Carolyn: And it does that job pretty well when it’s sharpened. Okay, so just quickly, I know we're done, but I just want to quickly know your Fuck, Marry, Kill for the songs on this album.

Sarah: Oh my God. Yes. Okay, so wait, let's get our track list here. 

Carolyn: Okay, so we've got Secondhand News, Dreams, Never Going Back Again, Don't Stop, Go Your Own Way, Songbird, The Chain, You make Loving Fun, I don't Want To Know, Oh, Daddy and Gold Dust Woman. Okay, so I unfortunately am going to kill, Oh, Daddy. Because that song personally, I just can't really listen to it seriously.

Sarah: Because it's called, Oh, Daddy

Carolyn: Because it's called, Oh, Daddy. And that saying daddy should be Illegal unless you're like literally in bed with somebody I know, and I just can't think about that when I'm walking down the street. And then I am going to fuck Dreams, because that song is just sex straight into your veins. And then I think I'm going to marry, You Make Loving Fun, which is maybe even a little bit more interesting now that we know that it's about her new boyfriend after divorcing her ex-husband. 

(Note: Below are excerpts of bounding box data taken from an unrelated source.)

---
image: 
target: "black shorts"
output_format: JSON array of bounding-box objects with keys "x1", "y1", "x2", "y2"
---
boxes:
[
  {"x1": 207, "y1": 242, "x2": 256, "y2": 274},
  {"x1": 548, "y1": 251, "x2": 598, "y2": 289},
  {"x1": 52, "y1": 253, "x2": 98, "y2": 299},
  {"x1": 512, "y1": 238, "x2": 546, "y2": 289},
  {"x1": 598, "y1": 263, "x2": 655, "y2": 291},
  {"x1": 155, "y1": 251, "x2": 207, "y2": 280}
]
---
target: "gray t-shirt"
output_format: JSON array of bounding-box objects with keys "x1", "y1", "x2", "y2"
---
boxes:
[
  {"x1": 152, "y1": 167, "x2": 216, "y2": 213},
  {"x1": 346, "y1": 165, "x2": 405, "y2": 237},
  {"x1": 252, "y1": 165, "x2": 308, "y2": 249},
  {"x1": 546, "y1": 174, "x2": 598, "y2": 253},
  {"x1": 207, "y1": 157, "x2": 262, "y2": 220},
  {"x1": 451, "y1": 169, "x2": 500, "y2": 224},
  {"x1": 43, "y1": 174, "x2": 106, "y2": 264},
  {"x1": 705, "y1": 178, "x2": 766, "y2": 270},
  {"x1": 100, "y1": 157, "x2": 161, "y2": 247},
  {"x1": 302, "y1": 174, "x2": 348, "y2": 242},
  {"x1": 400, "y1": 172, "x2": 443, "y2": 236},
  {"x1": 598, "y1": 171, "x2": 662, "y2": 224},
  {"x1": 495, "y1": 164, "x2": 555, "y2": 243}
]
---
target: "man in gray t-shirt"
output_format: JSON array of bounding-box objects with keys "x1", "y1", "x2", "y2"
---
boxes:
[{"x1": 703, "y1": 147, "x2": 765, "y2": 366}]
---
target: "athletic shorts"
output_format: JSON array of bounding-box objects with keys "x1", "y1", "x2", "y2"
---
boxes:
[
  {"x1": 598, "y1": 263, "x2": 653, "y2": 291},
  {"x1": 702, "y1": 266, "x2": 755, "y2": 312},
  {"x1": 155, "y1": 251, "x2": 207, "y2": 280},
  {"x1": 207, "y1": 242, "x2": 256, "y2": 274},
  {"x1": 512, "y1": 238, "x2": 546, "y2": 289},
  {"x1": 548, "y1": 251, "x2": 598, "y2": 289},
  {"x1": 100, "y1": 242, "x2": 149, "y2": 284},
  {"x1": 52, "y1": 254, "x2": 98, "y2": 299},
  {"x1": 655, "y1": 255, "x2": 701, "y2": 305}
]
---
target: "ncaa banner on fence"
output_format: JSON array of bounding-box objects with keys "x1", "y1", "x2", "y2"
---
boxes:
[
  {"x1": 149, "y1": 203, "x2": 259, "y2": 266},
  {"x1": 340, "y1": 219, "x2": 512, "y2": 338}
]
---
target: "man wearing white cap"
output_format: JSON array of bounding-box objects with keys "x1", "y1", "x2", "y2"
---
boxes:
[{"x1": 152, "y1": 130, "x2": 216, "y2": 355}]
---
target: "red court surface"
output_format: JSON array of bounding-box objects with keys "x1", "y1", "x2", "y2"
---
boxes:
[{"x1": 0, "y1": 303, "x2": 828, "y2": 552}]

Sarah: That's like the joyful freewheeling song. It's a carefree one. Yeah. I was also going to maybe say kill Oh, Daddy, but you've expressed why I would do that. I think that I would kill I Don't Wanna Know, because that's just the least, to me, the least memorable song on there.

Carolyn: Oh, interesting. 

Sarah: I really like it, but I don't. And I'm sure now that I've said that I'll go listen to it and be like, no, there's so much happening here. But yeah, if I have to kick one of them off the lifeboat, it's that and Oh, Daddy are about even for me. I think I would fuck Gold Dust Woman. It's just very sexy and it captures some of that kind of live Stevie Nicks freak out energy that I love. There's broken glass in it, which obviously seems like a recipe for safe sex. It reminds me of Jim Morrison singing The End, and that's the kind of sex song I want. And then I think I would marry Songbird because there is such a sort of the morning after the massacre tenderness to it. Songbird is amazing.